Two years ago, California voters overwhelmingly approved Proposition 64, which legalized adult cannabis use. Fast forward two years later, and the illicit market is “getting worse, not better.”
The legal cannabis market has yet to achieve its desired impact for a number of reasons. More than three-quarters of California’s city and county governments still ban the sale of cannabis within their jurisdictions. Another is based on simple economics that falls on the entire state of California: taxes are too high on the legal cannabis industry and it is stunting the growth of the legal market.
With current tax rates, businesses and consumers are incentivised to turn to the illicit market and medical patients overpay for medicine they need, all while the state is receiving far less revenue than it projected.
Taxes are designed and implemented to discourage buying and spending. The theory goes that the higher the tax on an item, the less likely you are to purchase that item. Taxes that are too high discourage growth, stunt hiring and reduce profit. Economic theory still holds true for the cannabis industry.
The United States has some of the lowest tax rates in the developed world. Businesses — from oil conglomerates to telecom giants — all reap the benefits of low taxes. Right now, the statutory corporate tax rate is 21%. After applying loopholes and tax breaks, there remain American companies raking in billions while paying essentially zero dollars in taxes. It’s not a value judgment, it’s just the structure of our tax code.

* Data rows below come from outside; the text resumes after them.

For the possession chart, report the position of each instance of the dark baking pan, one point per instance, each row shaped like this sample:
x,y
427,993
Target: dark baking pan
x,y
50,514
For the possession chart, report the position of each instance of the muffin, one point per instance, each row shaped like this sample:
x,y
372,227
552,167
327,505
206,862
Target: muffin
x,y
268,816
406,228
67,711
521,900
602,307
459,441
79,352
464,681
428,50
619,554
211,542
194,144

In the legal cannabis industry, our tax code is inverted. Retailers and brands, and in turn consumers, are getting taxed at rates that would make Sweden blush. Californians are paying up to 45% tax rates on cannabis purchases — nearly 40% higher than the standard 6% state sales tax.

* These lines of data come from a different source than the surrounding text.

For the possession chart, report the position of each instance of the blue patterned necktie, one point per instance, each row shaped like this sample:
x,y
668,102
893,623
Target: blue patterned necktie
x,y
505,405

How do we know high taxes impede entry into the market? Well, for one, California’s legal cannabis market is stagnant. The New York Times reported that California’s legal cannabis sales totaled $2.5 billion in 2018, about $500 million less than in 2017. Despite the state’s desire to expand the legal market, entrepreneurs and consumers aren’t adopting as fast as expected.
Not only is the market stagnant, it’s more profitable to buy and sell illegally. California’s illicit cannabis market is estimated to be twice the size of the legal one, nearly doubling California’s legal market in sales a year ago. Current tax rates and fees hamper legal businesses’ ability to compete.
High taxes also affect the thousands of people who depend on medical cannabis to alleviate chronic pain, mitigate seizures and more. Not only is it expensive to run a compliant medical cannabis company — costs for patients skyrocket as businesses attempt to keep up.
California cannabis policy has yet to meet the promise that once made it so popular: increased tax revenue for the government. Cannabis tax revenue can help thousands of Californians access affordable health care, take advantage of public transportation infrastructure and secure green jobs. Estimates show that cannabis taxes have the potential to generate $8 billion to $20 billion in annual revenue for California. Last November, California’s Legislative Analyst’s Office released a report showing — over six months — retail excise tax revenue and cultivation tax revenue totaled $77 million and $7 million, respectively. This collected tax revenue was $101 million below projections.
Despite the tax burden placed on the legal cannabis industry, we’re seeing bipartisan momentum across cities to incentivise legal entrepreneurship and consumption. Progressive cities like Oakland, San Francisco and Los Angeles understand that exorbitant taxes position the biggest corporate cannabis companies to thrive, while small businesses get squeezed out of the market.
To prevent this, these cities launched cannabis equity programs to help people who were impacted by the failed “War on Drugs” to get a leg up in the growing industry. To protect against unsustainable tax rates and empower equity grantees, the Oakland City Council recently voted to lower the business tax for recreational cannabis enterprises that make less than $500,000 per year, from 10% down to 0.12%. Progressive cities like Oakland realize lower taxes for the time being can actually help the legal market grow and thrive.
The State Assembly has also explored effective solutions. Assembly Bill 286, authored by Assemblyman Rob Bonta and State Treasurer Fiona Ma, proposed a temporary reduction to California’s cannabis excise tax from 15% to 11% and suspension of the cultivation tax altogether through 2022.
Ultimately, the cannabis industry is hamstrung by high taxes but debilitated by a lack of equity. Policymakers must view our industry with an equity lens — equity for entrepreneurs, customers and patients.
Our industry understands we must pay our fair share of taxes, but right now we don’t have that luxury. To gain that equity, call or write to your state representative today to resurface and pass the Bonta Bill (AB286), suspend the cultivation tax and lower the cannabis excise tax until the legal market overtakes the illicit market.
Let’s channel the political will to make the legal cannabis industry look more like the fastest-growing legal industry in the world and less like California’s reality.
Keith McCarty is former CEO/founder of Eaze and CEO/founder of WAYV, a B2B cannabis logistics and compliance platform that delivers inventory to cannabis retailers.